All together, I count about 58 independent forms needed (60 if you want Alif-Laam, and 61 if you want the li-Llahi ligature).
 
Considering that one page of Gutenberg's Bible required 5,000 pieces of type, I'd say that it is feasible.

Most of the medial forms look identical to the initial forms, particularly in early printed documents of these sorts. Likewise, final forms and independent forms are identical, so most characters can be done with only two forms: independent/final and initial/medial. Ayn, Ghayn, and He-hoti require four different forms. Daal, Dhaal, Raa, Zaay, Taa, Zaa, and Waaw require only one each.

All together, I count about 58 independent forms needed (60 if you want Alif-Laam, and 61 if you want the li-Llahi ligature).

Right, all I knew was that SOME letters wanted 4 forms. I did know that several were functionally identical, I didn't know that many were!

So, Arabic wants 58 (60 with ligatures) whereas Latin wants ... 56? (26 letters +ae and oe digraphs; upper and lower case) plus ligatures (which are a lot more common than just 2).

So the effort involved would be almost identical, eh?

Thank you Leo for your knowledgeable comment. I suspect strongly that there are VERY few of the rest of use familiar with Arabic.
 
???? Don't understand. He didn't say anything about it being EASIER, just earlier.

Yes he did, right here:
The only one thing that i'm sure now is there the arabic script wouldn't have only the cursive writing and it would a lot easier to understand!

Not gonna pretend to be an expert on Arabic. But half of the houshold i live in is Arabic and my crash course on Arabic script and the knowledge i have of the Printing Press tells me it might not be so easy.
 
Yes he did, right here:


Not gonna pretend to be an expert on Arabic. But half of the houshold i live in is Arabic and my crash course on Arabic script and the knowledge i have of the Printing Press tells me it might not be so easy.

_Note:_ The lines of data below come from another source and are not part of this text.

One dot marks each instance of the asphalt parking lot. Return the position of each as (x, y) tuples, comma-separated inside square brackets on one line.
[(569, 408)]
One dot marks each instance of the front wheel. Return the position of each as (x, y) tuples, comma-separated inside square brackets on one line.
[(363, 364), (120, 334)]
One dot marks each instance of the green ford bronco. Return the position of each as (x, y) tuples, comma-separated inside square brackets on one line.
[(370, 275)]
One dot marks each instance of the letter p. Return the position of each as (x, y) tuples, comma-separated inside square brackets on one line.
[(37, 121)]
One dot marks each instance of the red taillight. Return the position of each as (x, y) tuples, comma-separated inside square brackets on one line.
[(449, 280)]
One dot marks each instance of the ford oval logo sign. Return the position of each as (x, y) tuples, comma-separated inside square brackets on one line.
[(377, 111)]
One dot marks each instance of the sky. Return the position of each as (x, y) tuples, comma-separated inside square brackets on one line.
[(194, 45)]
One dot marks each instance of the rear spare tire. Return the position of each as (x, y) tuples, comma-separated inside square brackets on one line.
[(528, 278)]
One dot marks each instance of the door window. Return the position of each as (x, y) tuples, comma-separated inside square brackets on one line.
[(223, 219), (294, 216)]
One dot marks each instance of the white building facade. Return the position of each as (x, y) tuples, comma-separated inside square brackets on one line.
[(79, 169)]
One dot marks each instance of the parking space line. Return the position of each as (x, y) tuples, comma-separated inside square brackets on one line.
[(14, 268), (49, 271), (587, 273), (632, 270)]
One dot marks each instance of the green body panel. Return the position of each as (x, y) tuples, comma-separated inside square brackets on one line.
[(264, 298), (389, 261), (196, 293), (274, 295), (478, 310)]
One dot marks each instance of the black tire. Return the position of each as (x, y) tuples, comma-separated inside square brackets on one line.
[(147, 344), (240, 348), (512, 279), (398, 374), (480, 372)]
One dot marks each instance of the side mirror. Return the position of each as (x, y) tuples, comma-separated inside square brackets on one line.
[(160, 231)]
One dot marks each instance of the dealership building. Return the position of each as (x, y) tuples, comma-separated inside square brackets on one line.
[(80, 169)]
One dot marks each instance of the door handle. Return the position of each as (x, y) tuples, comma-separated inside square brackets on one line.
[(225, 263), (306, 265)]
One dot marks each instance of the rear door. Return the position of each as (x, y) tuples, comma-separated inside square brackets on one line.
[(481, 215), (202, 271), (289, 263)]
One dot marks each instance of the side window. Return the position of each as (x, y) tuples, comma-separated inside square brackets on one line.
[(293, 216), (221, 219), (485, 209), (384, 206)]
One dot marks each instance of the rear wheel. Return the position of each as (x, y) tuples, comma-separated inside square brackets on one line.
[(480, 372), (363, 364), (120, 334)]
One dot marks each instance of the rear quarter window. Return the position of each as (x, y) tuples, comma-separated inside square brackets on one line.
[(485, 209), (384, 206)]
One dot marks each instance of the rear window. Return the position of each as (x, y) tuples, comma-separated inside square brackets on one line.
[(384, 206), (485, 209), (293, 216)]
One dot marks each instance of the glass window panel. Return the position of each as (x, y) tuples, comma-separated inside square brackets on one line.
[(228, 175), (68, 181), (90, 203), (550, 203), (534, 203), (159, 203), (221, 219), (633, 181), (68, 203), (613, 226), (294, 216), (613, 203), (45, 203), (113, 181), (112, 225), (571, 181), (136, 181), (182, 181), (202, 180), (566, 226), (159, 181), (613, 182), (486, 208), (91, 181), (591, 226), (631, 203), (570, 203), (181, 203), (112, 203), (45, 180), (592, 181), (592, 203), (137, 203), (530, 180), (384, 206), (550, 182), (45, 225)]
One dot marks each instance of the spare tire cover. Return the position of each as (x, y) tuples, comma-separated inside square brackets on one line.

I believe he meant that non-cursive print Arabic would be a lot easier to understand than cursive Arabic.
 

Leo Caesius

Banned
I can't imagine that Arabic would adopt a block letter script solely for the purposes of printing. The first printed Arabic manuscript was produced only sixty years after the discovery of movable type in Europe, and the letters used were the familiar ligatured Arabic script.

Would it be easier to read? I suppose, although not necessarily because of the ligatures. The Arabic script is a dyslexic's nightmare.
 

Leo Caesius

Banned
I've said that an non-cursive Arabic script would be a lot more understandable.
It depends. Being generous, there are 17 basic letter forms that are distinguished into 28 letters solely through the use of a dot here or there (fewer still if you consider medial yaa and nuun to be identical to the medial baa-taa-thaa series, and how similar daal, dhaal, raa, and zaay are). This, IMHO, is what makes the Arabic script so difficult for learners.

Even if you separated them all you'd still have this problem. So, to avoid this problem, you'd have to adopt an entirely different script that distinguishes clearly between individual sounds with unambiguous graphemes. If you can pull that off, a cursive or ligatured variant shouldn't be too difficult to read.